Samburu woman cooking

A Samburu woman, working at an impromptu
hearth, prepares a goat-meat soup to celebrate
the birth of a child, 2004.

I arrived in the Manyatta near Lkisen the day after a girl was born. The women were preparing a soup that was only for women to drink. It turned out that the custom is that the first stranger to arrive after a baby is born has a role to play in naming the child. So, now, there is girl with my wife’s name, Sonia, living in Lkisen.

The story I want tell with this photograph, and the ones that follow, is the story of impromptu hearths. Two sticks, three rocks, and a pot — that is all one needs to cook a meal — everything else is elaboration. I have eaten meals all over the world cooked on hearths no more complicated than the two you see in these pictures. In fact, one of the most delicately seasoned meals I have ever eaten was cooked on just such a simple hearth by the wife of a fisherman in Zanzibar.

While the hearth of my book, The Magic of Fire, is the European hearth, I spent time in Africa and Asia and also in Eastern Europe with people who still live with live fire. From people who still live with open fire I learned the gestures of living with fire.

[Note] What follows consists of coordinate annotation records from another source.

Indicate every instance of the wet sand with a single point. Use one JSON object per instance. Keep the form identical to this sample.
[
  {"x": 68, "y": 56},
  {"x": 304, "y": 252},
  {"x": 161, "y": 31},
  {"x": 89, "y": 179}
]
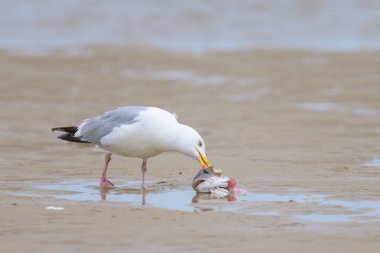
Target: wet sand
[{"x": 284, "y": 123}]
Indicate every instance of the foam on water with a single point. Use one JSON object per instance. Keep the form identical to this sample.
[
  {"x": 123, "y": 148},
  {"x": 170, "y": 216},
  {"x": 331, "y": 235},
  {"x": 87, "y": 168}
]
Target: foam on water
[{"x": 326, "y": 209}]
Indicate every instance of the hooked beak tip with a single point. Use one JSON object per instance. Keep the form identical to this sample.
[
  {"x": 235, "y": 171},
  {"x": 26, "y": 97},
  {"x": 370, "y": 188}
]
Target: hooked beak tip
[{"x": 203, "y": 161}]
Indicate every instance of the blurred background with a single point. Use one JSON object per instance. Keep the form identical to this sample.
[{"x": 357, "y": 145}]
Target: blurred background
[{"x": 191, "y": 26}]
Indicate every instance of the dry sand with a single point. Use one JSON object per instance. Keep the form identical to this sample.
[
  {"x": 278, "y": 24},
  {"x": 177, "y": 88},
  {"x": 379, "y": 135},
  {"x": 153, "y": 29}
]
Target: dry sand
[{"x": 278, "y": 121}]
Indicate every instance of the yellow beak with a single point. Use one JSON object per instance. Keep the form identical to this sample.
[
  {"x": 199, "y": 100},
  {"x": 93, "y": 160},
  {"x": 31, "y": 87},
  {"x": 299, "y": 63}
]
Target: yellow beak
[{"x": 203, "y": 161}]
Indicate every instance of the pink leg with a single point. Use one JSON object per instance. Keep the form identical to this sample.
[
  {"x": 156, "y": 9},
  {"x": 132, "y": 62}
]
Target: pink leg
[
  {"x": 104, "y": 182},
  {"x": 143, "y": 171}
]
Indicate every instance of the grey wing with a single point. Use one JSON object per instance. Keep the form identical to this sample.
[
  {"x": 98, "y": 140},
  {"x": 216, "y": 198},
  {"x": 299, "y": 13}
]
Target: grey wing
[{"x": 94, "y": 129}]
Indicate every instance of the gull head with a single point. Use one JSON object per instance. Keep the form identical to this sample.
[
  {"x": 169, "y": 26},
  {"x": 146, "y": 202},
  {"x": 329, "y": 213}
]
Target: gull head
[{"x": 190, "y": 143}]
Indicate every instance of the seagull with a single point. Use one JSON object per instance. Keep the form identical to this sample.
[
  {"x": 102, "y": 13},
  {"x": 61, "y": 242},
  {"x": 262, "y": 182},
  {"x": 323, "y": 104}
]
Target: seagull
[{"x": 137, "y": 131}]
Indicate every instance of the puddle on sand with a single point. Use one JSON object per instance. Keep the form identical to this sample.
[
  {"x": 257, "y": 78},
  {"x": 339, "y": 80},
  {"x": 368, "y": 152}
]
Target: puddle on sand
[
  {"x": 320, "y": 207},
  {"x": 373, "y": 163}
]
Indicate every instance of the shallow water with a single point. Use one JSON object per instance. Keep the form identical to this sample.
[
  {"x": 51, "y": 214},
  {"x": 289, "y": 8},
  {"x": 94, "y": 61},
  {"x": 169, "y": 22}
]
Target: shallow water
[
  {"x": 324, "y": 207},
  {"x": 196, "y": 26}
]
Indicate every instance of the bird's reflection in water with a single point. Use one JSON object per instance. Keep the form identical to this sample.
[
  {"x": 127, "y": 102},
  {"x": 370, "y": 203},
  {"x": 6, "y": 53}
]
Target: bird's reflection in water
[
  {"x": 206, "y": 197},
  {"x": 171, "y": 199},
  {"x": 103, "y": 192}
]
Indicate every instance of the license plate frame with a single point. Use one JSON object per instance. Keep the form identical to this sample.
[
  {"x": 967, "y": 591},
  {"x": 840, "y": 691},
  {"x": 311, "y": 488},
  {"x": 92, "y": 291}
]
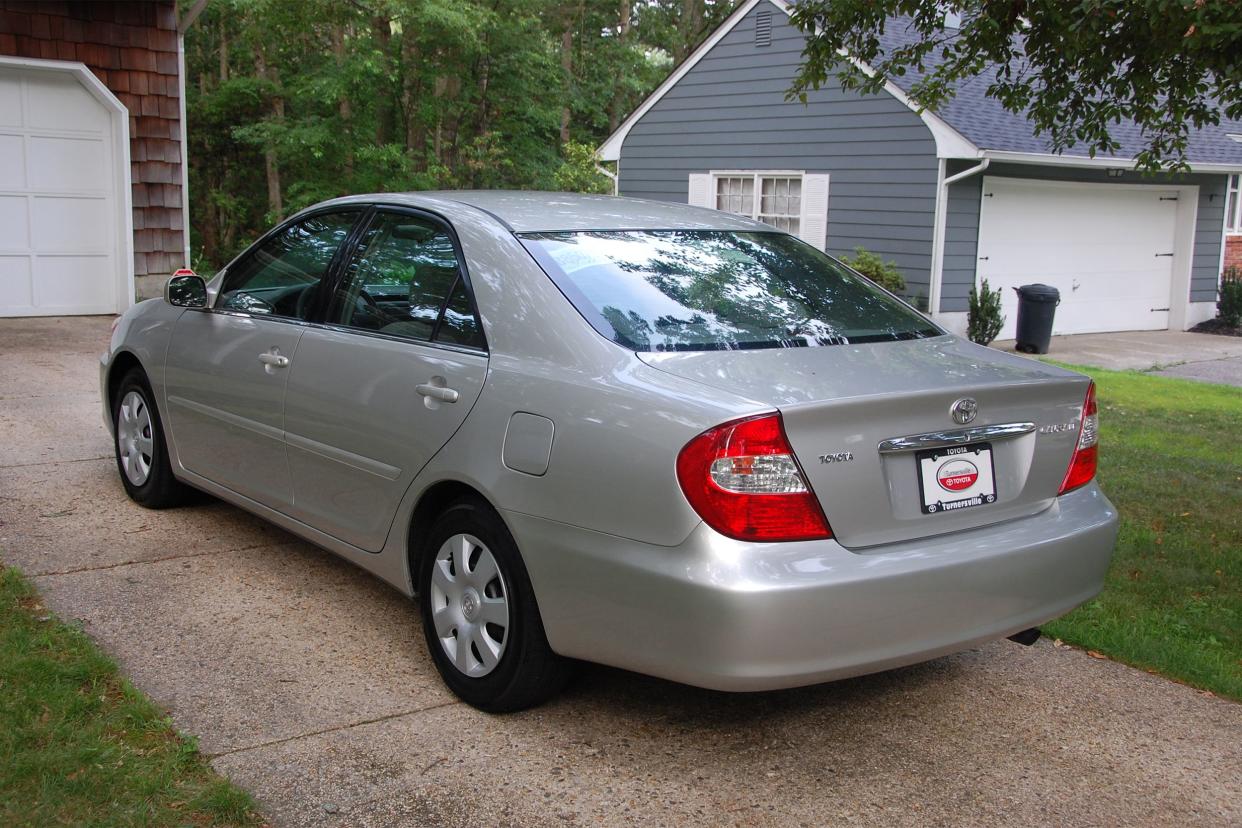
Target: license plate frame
[{"x": 971, "y": 468}]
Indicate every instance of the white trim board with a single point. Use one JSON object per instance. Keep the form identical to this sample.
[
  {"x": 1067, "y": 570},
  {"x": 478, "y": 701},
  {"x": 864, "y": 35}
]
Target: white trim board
[{"x": 119, "y": 114}]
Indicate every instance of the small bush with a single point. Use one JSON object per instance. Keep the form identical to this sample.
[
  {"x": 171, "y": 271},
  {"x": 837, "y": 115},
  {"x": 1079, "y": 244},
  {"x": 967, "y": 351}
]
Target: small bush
[
  {"x": 1230, "y": 307},
  {"x": 877, "y": 270},
  {"x": 579, "y": 171},
  {"x": 985, "y": 318}
]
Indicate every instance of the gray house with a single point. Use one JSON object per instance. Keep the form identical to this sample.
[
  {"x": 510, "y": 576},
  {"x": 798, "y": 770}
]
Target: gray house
[{"x": 961, "y": 195}]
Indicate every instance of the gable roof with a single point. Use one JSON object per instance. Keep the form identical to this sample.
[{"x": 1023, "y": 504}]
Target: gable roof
[
  {"x": 971, "y": 124},
  {"x": 991, "y": 127}
]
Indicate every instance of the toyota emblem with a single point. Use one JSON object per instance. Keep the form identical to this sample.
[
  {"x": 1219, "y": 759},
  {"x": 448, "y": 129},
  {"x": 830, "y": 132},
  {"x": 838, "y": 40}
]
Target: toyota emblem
[{"x": 964, "y": 411}]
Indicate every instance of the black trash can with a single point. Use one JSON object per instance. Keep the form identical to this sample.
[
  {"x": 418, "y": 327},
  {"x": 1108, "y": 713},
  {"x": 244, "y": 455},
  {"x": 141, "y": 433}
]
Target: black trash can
[{"x": 1036, "y": 307}]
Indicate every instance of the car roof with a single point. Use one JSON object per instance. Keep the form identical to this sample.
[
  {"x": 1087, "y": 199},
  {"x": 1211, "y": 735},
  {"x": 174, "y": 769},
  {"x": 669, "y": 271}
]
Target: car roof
[{"x": 532, "y": 211}]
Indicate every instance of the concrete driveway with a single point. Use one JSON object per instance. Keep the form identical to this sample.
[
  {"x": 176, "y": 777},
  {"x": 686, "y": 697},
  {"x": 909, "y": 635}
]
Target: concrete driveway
[{"x": 307, "y": 682}]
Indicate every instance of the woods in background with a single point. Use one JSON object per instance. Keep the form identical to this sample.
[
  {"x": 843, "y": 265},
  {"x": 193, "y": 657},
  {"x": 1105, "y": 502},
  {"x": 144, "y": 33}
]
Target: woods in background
[{"x": 293, "y": 102}]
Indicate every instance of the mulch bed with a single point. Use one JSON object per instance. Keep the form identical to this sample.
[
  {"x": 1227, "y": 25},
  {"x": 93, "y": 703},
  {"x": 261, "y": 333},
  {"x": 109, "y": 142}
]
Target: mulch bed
[{"x": 1216, "y": 327}]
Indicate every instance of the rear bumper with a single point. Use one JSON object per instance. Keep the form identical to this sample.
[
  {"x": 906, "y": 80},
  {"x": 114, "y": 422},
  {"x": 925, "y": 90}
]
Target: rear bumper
[{"x": 735, "y": 616}]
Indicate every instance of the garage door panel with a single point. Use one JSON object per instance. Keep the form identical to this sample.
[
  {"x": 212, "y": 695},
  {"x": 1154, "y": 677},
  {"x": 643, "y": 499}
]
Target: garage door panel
[
  {"x": 10, "y": 101},
  {"x": 14, "y": 235},
  {"x": 1104, "y": 247},
  {"x": 73, "y": 282},
  {"x": 63, "y": 103},
  {"x": 60, "y": 205},
  {"x": 70, "y": 224},
  {"x": 15, "y": 287},
  {"x": 73, "y": 164},
  {"x": 13, "y": 163}
]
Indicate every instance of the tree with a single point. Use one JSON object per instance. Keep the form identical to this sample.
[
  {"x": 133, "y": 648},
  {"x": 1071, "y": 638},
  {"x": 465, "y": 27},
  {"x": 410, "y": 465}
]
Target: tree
[{"x": 1074, "y": 67}]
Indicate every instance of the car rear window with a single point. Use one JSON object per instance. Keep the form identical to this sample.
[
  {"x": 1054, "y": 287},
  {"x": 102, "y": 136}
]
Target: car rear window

If you have never worked with the system of burning just the ends of sticks, you will find it a worthwhile experiment. The system allows for fine control over the heat under the pot.

A Samburu woman simmering soup over an open fire.

A Samburu woman simmering soup over an open fire.

The slats form a portable table. She is working with the goat skull.

The Samburu are semi-nomadic pastoralists. They have few material possessions, and those they do have lend themselves to a life in which one travels light. The wooden roll of slats makes a brilliant table — light and utilitarian. Most people only own one knife — and so the knife the woman is using in this picture is likely to be the one she will use for other purposes, as well. The fly whisk is also the stir-stick. It is a mistake to romanticize poverty — the life of the Samburu is a particularly difficult one –But at the same time, there is something to be said for using elemental fire to clarify the thread of our cooking, to lead us backwards towards a simpler approach to the “batterie de cuisine,” and an appreciation of just what is, and is not, central to the art of cookery.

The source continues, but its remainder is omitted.